Re: [syzbot] [io-uring?] KCSAN: data-race in io_wq_activate_free_worker / io_wq_worker_running

On 9/14/23 14:25, Marco Elver wrote:
On Thu, 14 Sept 2023 at 15:11, Pavel Begunkov <asml.silence@xxxxxxxxx> wrote:

On 9/13/23 14:07, Marco Elver wrote:
On Wed, 13 Sept 2023 at 14:13, Pavel Begunkov <asml.silence@xxxxxxxxx> wrote:

On 9/13/23 12:29, syzbot wrote:

syzbot found the following issue on:

HEAD commit:    f97e18a3f2fb Merge tag 'gpio-updates-for-v6.6' of git://gi..
git tree:       upstream
console output:
kernel config:
dashboard link:
compiler:       Debian clang version 15.0.6, GNU ld (GNU Binutils for Debian) 2.40

Unfortunately, I don't have any reproducer for this issue yet.

Downloadable assets:
disk image:
kernel image:

IMPORTANT: if you fix the issue, please add the following tag to the commit:
Reported-by: syzbot+a36975231499dc24df44@xxxxxxxxxxxxxxxxxxxxxxxxx

BUG: KCSAN: data-race in io_wq_activate_free_worker / io_wq_worker_running

write to 0xffff888127f736c4 of 4 bytes by task 4731 on cpu 1:
    io_wq_worker_running+0x64/0xa0 io_uring/io-wq.c:668
    schedule_timeout+0xcc/0x230 kernel/time/timer.c:2167
    io_wq_worker+0x4b2/0x840 io_uring/io-wq.c:633
    ret_from_fork+0x2e/0x40 arch/x86/kernel/process.c:145
    ret_from_fork_asm+0x11/0x20 arch/x86/entry/entry_64.S:304

read to 0xffff888127f736c4 of 4 bytes by task 4719 on cpu 0:
    io_wq_get_acct io_uring/io-wq.c:168 [inline]
    io_wq_activate_free_worker+0xfa/0x280 io_uring/io-wq.c:267
    io_wq_enqueue+0x262/0x450 io_uring/io-wq.c:914

1) the worst case scenario we'll choose a wrong type of
worker, which is inconsequential.

2) we're changing the IO_WORKER_F_RUNNING bit, but checking
for IO_WORKER_F_BOUND. The latter one is set at the very
beginning, it would require compiler to be super inventive
to actually hit the problem.

I don't believe it's a problem, but it'll nice to attribute
it properly, READ_ONCE?, or split IO_WORKER_F_BOUND out into
a separate field.

It's a simple bit flag set & read, I'd go for READ_ONCE() (and
WRITE_ONCE() - but up to you, these bitflag sets & reads have been ok
with just the READ_ONCE(), and KCSAN currently doesn't care if there's
a WRITE_ONCE() or not).

value changed: 0x0000000d -> 0x0000000b

This is interesting though - it says that it observed 2 bits being
flipped.

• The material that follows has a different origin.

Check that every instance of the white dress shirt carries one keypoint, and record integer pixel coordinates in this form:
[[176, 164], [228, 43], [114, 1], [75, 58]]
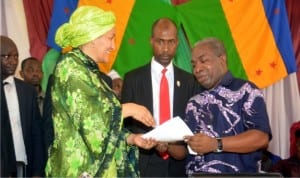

We don't see where IO_WORKER_F_FREE was unset though.

__io_worker_busy() clears it, should be it. I assume syz just
missed another false data race with this one. After init only
the worker thread should be changing the flags AFAIR

The data races reported are very real, i.e. it only reports if it
actually observes _real_ concurrency. I guess the question is if these

That's what I'm saying, I assume that syz is not completely
analytical and triggering a race is subject to execution
randomness, and races with IO_WORKER_F_FREE are harder to hit
for syzkaller.

are benign or not. If benign, you can choose to annotate with

Yes, it is, just like the one in the report

READ/WRITE_ONCE [1], data_race, or leave as is (ignoring this report
should not make it re-report any time soon).


Pavel Begunkov